Ein grosses Wort
In den 1970er-Jahren besang Udo Jürgens in einem seiner Lieder eine Szene, die damals bittere Realität war: Ein unverheiratetes Paar lebt zusammen – und wird von der Hausgemeinschaft kurzerhand vor die Tür gesetzt. Eine «wilde Ehe» passte nicht ins Bild eines ehrbaren Hauses. Der Song trifft den Nerv jener Zeit: Uneheliche Kinder, konfessionell gemischte Paare, Beziehungen über Hautfarben hinweg, Scheidungen oder unkonventionelle Kleidung galten als Provokation. Wer davon abwich, riskierte Ausgrenzung, Ablehnung oder gar Verachtung.

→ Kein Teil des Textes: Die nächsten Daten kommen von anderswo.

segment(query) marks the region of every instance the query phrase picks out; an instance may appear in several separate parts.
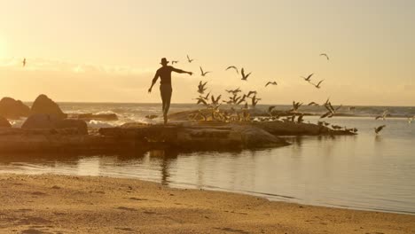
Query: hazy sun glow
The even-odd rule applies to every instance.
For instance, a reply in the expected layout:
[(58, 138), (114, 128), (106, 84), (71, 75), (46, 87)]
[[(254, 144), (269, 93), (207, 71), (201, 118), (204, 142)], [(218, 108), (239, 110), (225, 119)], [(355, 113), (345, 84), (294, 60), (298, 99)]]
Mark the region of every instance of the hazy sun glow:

Es brauchte Mut, sich gegen gesellschaftliche Normen zu stellen – und Kraft, den eigenen Weg zu gehen. Ich erinnere mich gut an meine eigene Konfirmation: Als erstes Mädchen unserer Gemeinde trug ich weder Schwarz noch Dunkelblau. Dank meiner weltoffenen Mutter erschien ich in Hosen, farbiger Bluse und roter Lederjacke. Ich war stolz – und wusste doch, dass dieser Auftritt auf manche Gäste provozierend gewirkt haben musste.
Sind wir toleranter?
Heute sind wir in vielen Bereichen zweifellos toleranter. Modisch und musikalisch scheint alles erlaubt. Starre Rollenbilder von Frauen- und Männerberufen lösen sich auf. Unterschiedliche Lebens- und Beziehungsformen werden mehrheitlich akzeptiert. Schulen integrieren Kinder mit besonderen Bedürfnissen, ökumenische Zusammenarbeit ist selbstverständlich geworden, Hierarchien sind flacher. Ob jemand Fleisch liebt oder vegan lebt, spielt kaum noch eine Rolle. Und doch ist nicht alles besser geworden.
Oder doch nicht?
Besonders deutlich wurde dies während der Covid-Pandemie. Die Gesellschaft spaltete sich in Lager, und oft fehlte die Bereitschaft, andere Meinungen auszuhalten. Unterschiedliche Sichtweisen führten zu Rissen in Familien und Freundschaften. Ganz allgemein scheint seither eine zunehmende Respektlosigkeit Einzug zu halten: Mitarbeitende im öffentlichen Verkehr, im Gastgewerbe und im Detailhandel erleben täglich Ungeduld, Aggression und Gehässigkeit. Vandalismus und Gewalt gehören fast schon zum Alltag. Dabei gibt es Grenzen der Toleranz – und die müssen klar benannt werden. Ohne Regeln, Normen, Anstand, Verlässlichkeit und gegenseitige Rücksichtnahme kann kein Zusammenleben funktionieren. Toleranz bedeutet nicht Beliebigkeit.
Unter einem Dach
Wie weit Intoleranz und Fremdenfeindlichkeit gehen können, erfuhren wir, als wir vor einiger Zeit aus unserem Eigenheim in eine Mietwohnung zogen. Im selben Haus lebt eine Asylbewerber-WG mit zwei jungen Männern aus Sri Lanka. Mehrfach wurden wir von anderen darauf angesprochen, ob die «Ausländer» nicht zu laut seien, ob es nicht unangenehm rieche. Die Untertöne waren unüberhörbar. Die Realität sah anders aus. Die beiden Männer und wir freuten uns, Nachbarn zu werden. Ihre Herzlichkeit, Hilfsbereitschaft und ihr ehrliches Interesse an unserem Leben sind beeindruckend. Wir tauschen uns über kulturelle Unterschiede und Gemeinsamkeiten aus, unterstützen einander bei Fragen und Problemen. Ja, manchmal sind sie laut – besonders wenn sie Gäste haben. Aber das ist unsere Familie mit den vielen Grosskindern auch. Und wenn feine Essensdüfte aus ihrer Wohnung zu uns heraufziehen, freuen wir uns darüber, dass sie gut und mit Freude kochen.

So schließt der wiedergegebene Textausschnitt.